Un prospectus publicitaire vantant des machines à tricoter industrielles et montrant des exemples de produits finis.
Tissus synthétiques
L’entreprise doit son succès dans le secteur de la fabrication textile à ses activités liées aux fibres synthétiques; DuPont a mis au point une grande partie des tissus synthétiques du XXe siècle (dans le cadre de ses travaux sur les fibres, elle a obtenu plus de 500 brevets dans ce domaine). Parmi ses innovations figurent l’Orlon (une fibre acrylique qui est utilisée comme substitut à la laine dans les tapis et les vêtements d’extérieur), le Lycra (une fibre élastique qui a remplacé le caoutchouc dans les tissus extensibles) et le Nomex (un tissu thermostable et ignifuge dont on se sert pour confectionner les uniformes des pompiers).
Le nylon est l’un des tissus les plus connus qu’ait créés et brevetés DuPont. Il a supplanté la soie dans la confection des bas, qu’il a révolutionnée, et il est encore aujourd’hui la fibre de prédilection pour les bas et les collants. Les tissus synthétiques sont devenus de plus en plus populaires après la Seconde Guerre mondiale pour plusieurs raisons. Tout d’abord, à cause des pénuries de l’après-guerre et de l’explosion démographique, la demande de tissus est devenue telle que les fabricants de tissus naturels ne pouvaient y répondre. Ensuite, le secteur nord-américain du textile voulait s’affranchir de sa dépendance à l’égard des producteurs européens. Enfin, une série de campagnes publicitaires fructueuses ont fait la promotion des tissus synthétiques comme des matières « de choix » pour les vêtements des hommes et des femmes modernes. La production de textiles synthétiques était polyvalente et permettait de disposer d’une large gamme de tissus et de mélanges de fibres, qu’on pouvait utiliser dans la confection de divers vêtements, qu’il s’agisse de lingerie, de tricots mode ou encore de vêtements d’extérieur lourds.
DuPont Canada limitée
Après avoir investi au Canada pendant un certain temps, DuPont a fondé DuPont Canada limitée en 1954. Cette entreprise canadienne a joué un rôle important dans l’industrie du textile; dans les années 1960 et 1970, DuPont Canada limitée occupait le premier rang au rayon des ventes et se classait deuxième (après Dominion Textile[HL1] [SM2] ) parmi les employeurs les plus importants du secteur. L’installation de recherche et développement de DuPont à Kingston (Ontario) disposait d’un budget de plusieurs millions de dollars et a contribué aux progrès réalisés dans le domaine du génie chimique. Au-delà des expériences qu’elle menait afin d’améliorer constamment ses fibres, DuPont Canada limitée visait également des normes de qualité afin de garder son avantage concurrentiel en cherchant à doter ses installations de l’équipement le plus moderne et le plus perfectionné.

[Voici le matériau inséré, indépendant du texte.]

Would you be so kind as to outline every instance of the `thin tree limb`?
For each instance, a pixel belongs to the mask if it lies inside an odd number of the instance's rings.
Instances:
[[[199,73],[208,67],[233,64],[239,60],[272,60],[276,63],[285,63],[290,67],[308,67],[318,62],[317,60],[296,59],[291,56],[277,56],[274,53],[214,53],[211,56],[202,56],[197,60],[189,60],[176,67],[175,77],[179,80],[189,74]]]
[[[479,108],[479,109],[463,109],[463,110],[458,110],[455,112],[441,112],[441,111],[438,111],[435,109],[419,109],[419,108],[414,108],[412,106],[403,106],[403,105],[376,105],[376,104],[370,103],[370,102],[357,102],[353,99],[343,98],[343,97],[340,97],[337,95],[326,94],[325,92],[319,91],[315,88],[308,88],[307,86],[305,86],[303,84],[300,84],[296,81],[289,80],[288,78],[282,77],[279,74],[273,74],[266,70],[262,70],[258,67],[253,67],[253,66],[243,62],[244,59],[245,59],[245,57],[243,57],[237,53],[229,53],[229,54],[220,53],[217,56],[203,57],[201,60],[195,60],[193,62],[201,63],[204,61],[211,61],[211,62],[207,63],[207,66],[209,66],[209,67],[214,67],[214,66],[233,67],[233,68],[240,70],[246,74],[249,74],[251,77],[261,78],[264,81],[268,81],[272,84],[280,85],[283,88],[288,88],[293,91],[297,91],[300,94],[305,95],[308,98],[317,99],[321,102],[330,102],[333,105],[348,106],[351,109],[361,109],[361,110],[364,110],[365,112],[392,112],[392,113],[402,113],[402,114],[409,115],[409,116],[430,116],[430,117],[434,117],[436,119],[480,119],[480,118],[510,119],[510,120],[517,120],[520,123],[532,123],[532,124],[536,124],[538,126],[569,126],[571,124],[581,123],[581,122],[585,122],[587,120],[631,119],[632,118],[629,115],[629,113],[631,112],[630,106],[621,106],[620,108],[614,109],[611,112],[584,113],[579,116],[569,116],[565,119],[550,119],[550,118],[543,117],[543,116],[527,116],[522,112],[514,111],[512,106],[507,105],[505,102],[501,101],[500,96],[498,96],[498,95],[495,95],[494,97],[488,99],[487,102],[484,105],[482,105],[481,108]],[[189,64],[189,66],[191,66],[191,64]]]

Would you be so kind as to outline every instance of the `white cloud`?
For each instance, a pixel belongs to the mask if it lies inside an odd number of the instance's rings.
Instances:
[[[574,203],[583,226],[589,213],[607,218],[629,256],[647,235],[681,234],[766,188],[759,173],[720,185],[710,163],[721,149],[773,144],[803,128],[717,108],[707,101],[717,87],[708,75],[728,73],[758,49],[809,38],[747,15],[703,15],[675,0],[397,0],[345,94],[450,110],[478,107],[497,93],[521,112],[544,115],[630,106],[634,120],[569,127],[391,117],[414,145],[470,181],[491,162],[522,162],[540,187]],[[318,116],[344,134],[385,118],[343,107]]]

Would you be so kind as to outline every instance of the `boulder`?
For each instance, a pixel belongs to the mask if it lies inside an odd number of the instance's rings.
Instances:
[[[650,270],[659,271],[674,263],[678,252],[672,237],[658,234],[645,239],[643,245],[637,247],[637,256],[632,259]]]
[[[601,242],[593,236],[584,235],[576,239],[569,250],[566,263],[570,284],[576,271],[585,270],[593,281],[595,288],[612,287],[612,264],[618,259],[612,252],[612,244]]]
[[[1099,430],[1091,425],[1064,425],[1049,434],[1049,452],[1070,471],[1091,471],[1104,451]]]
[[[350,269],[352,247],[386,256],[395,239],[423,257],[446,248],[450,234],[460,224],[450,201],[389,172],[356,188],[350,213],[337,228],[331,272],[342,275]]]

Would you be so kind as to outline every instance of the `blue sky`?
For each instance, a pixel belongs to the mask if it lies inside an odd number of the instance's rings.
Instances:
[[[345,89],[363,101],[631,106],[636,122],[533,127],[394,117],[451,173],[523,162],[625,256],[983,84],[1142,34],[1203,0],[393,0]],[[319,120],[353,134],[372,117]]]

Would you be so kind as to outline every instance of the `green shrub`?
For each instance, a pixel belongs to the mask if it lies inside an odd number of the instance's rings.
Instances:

Aujourd’hui, DuPont continue de prospérer, quoiqu’elle ait diversifié davantage ses activités en les étendant aux secteurs industriels des sciences biologiques et de la nutrition. L’entreprise met néanmoins encore au point des fibres textiles innovantes, comme le Kevlar et le Tyvek. DuPont continue de fabriquer du nylon, une découverte dont elle a récemment célébré le 80e anniversaire.